The Board of Education of Anne Arundel County tonight adopted final Fiscal Year 2027 operating and capital budgets which provide compensation increases to all employees, fund contractual increases across the school system, and enhance instructional and athletic environments for all students.

The Board made no changes to the budgets approved June 11 by the County Council. In its work, the Council added approximately $7 million in operating and capital budget funding to the proposal put forth by County Executive Steuart Pittman in May.

“In a time where school systems are cutting programs and jobs of existing employees, this budget does neither,” Board of Education President Gloria Dent said. “I am enormously grateful to the County Executive and the County Council for the collaborative work in which they continue to engage on behalf of our students and staff.”

The Board tonight also approved negotiated agreements with all four employee bargaining units, meaning the school system will enter the 2026-2027 school year with no outstanding labor relations issues.

“We have spent a lot of time and effort over the last four years to make Anne Arundel County Public Schools a place where every employee feels like they can Belong, Grow, and Succeed,” Superintendent of Schools Dr. Mark Bedell said. “That can be seen in the fact that our retention rates for the just-concluded school year are nearly 96 percent for instructional employees and more than 94 percent for non-instructional employees. The successful conclusion of negotiations with all our bargaining units is a huge step in continuing that trajectory.”

The $1.87 billion operating budget approved by the Board contains a step or step equivalent increase for all eligible employees and a 2.25 percent cost-of-living increase for all employees. It adds more than $1 million to bring the rate of pay for Temporary Support Assistants to $18 per hour and nearly $1.9 million in stipends for National Board Certified teachers.

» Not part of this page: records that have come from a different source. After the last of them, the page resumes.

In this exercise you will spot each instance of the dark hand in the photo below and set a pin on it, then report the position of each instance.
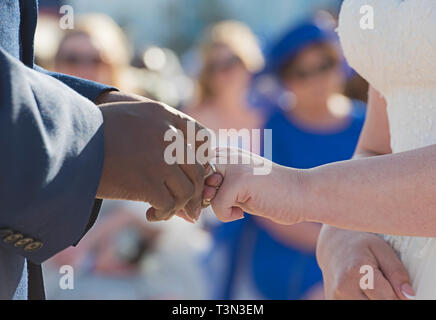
(134, 164)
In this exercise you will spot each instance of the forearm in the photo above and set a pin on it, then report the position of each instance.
(392, 194)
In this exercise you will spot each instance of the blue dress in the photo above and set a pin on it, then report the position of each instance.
(247, 251)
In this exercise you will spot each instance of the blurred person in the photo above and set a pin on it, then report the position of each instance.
(388, 187)
(96, 49)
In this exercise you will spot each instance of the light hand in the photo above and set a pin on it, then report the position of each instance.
(276, 195)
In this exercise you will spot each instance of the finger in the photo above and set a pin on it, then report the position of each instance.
(382, 289)
(393, 269)
(195, 174)
(211, 186)
(163, 204)
(182, 214)
(224, 204)
(196, 134)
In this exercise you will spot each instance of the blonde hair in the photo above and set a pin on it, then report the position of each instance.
(239, 38)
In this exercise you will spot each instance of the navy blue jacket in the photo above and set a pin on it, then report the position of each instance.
(51, 152)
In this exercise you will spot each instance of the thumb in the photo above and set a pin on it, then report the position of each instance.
(394, 270)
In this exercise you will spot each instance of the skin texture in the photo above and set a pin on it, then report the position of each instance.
(392, 194)
(134, 166)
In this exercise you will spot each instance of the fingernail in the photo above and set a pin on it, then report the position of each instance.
(408, 292)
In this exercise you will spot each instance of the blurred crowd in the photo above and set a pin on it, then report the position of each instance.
(299, 86)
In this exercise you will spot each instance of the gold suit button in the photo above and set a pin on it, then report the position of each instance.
(12, 238)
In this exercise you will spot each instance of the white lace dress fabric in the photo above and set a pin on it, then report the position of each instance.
(398, 57)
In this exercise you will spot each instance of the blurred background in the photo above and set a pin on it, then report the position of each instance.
(230, 64)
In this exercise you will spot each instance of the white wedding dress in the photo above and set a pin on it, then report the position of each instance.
(398, 57)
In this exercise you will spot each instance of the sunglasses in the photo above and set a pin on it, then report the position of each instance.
(73, 59)
(301, 73)
(224, 64)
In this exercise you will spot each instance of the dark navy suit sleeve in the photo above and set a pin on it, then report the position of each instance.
(51, 158)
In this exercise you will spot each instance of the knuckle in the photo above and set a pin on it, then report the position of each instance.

The plan also allocates nearly $5.2 million to open the Carver Early Education Center and New Village Academy public charter school in the fall, and more than $4.6 million to continue funding critical special education teaching positions that were left unfunded by state grants.

In the $174 million capital budget, the County Council allocated more than $89 million for continued construction of the new Old Mill High School and Old Mill Middle School North, along with $9.1 million in funding for field houses at Arundel and Chesapeake high schools.

The council also included money to fund feasibility studies for Ruth Parker Eason School, Arundel Middle School, Riviera Beach Elementary School, Chesapeake Bay Middle School/Bodkin Elementary School, and Van Bokkelen Elementary School.

The budgets go into effect on July 1, 2026.